He half lifted himself and turned to her. In
her face he read all. The light seemed to play
on the golden hair as on a glory, and a fuller
swell of the organ came sweeping in at the
window, fluttering the honeysuckle-leaves.

L'ENVOI.

We may look back to the personages of this
story some five years later. By that time we
can see the Second Mrs. Tillotson moving in a
world of gentle charities and good works, soft,
melancholy, practicalwith excellent means,
too, for her labours; for out of the wreck of
the Foncier much had been recovered, and the
provident care of Mr. Tillotson had secured
her, as the world said. Ross had taken away
with him, as perhaps the reader will have anticipated,
the fruit of a desperate injury, which his
fierce nature and the excitement of that departure
had refused to let him yield to.

The monotony of the sea had set in; he began
to eat his heart out; and only one day after
sailing he was found in the morning dead in his
berththe ship doctor said, "from a suffusion
of blood on the brain."

It was wonderful how his strange wild spirit
had fought off so long as twenty-four hours the
consequences of such internal injuries; but his
indomitable pride and energy would not let him
"give in," even to sleep.
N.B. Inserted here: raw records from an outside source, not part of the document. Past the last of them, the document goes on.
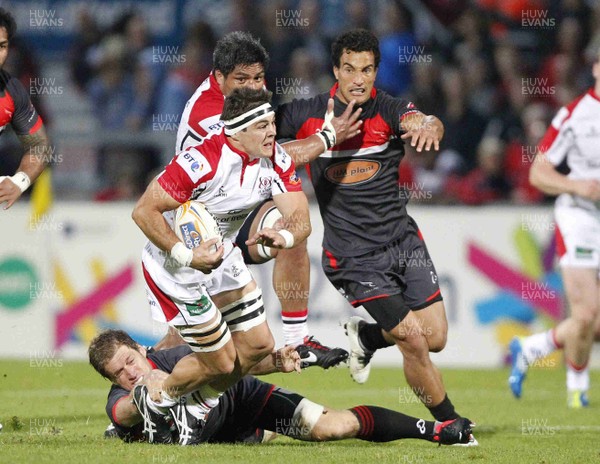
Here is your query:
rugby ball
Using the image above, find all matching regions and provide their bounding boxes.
[173,200,223,249]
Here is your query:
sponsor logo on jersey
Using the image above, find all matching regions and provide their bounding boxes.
[575,247,594,259]
[179,222,202,250]
[275,145,292,172]
[429,271,438,284]
[258,176,273,196]
[290,171,300,185]
[185,295,212,316]
[177,152,212,183]
[325,160,381,185]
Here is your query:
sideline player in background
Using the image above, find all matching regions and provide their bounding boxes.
[508,49,600,408]
[88,330,471,445]
[177,31,360,369]
[0,8,50,209]
[277,29,476,444]
[133,89,311,440]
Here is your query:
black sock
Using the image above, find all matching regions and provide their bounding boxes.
[429,395,460,422]
[350,406,435,442]
[358,324,393,351]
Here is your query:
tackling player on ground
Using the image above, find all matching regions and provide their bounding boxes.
[89,330,471,445]
[277,30,475,444]
[0,8,50,209]
[509,48,600,408]
[133,89,311,438]
[171,32,360,368]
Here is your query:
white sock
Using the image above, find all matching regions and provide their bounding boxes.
[186,385,223,419]
[281,309,308,347]
[567,365,590,391]
[521,329,558,365]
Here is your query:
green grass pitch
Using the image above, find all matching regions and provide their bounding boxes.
[0,360,600,464]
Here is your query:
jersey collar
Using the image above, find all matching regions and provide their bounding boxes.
[221,132,260,166]
[588,87,600,101]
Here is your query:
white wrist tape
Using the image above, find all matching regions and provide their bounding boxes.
[170,242,194,266]
[9,171,31,193]
[277,229,294,248]
[316,111,337,150]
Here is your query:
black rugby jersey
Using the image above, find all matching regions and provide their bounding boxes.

Only that the Great
Enemy stole upon him unawares, he would have
fought his last battle with him, as he had done so
many battles all his life, and have met him standing
up, and defiant. Under all the violence
and ill-conditioned fury which has marked his
nature through the course of this story, the
reader may have seen certain fair impulses overpowered
by stronger untrained impulses. His
"own fellows" heard of his end with regret
not the worst testimonial to a man's character;
and at the mess such epitaphs as, "Not a bad
fellow," "There are worse in the world,"
"No one's enemy but his own," and "Deuced
good hearted, after all," went round very freely.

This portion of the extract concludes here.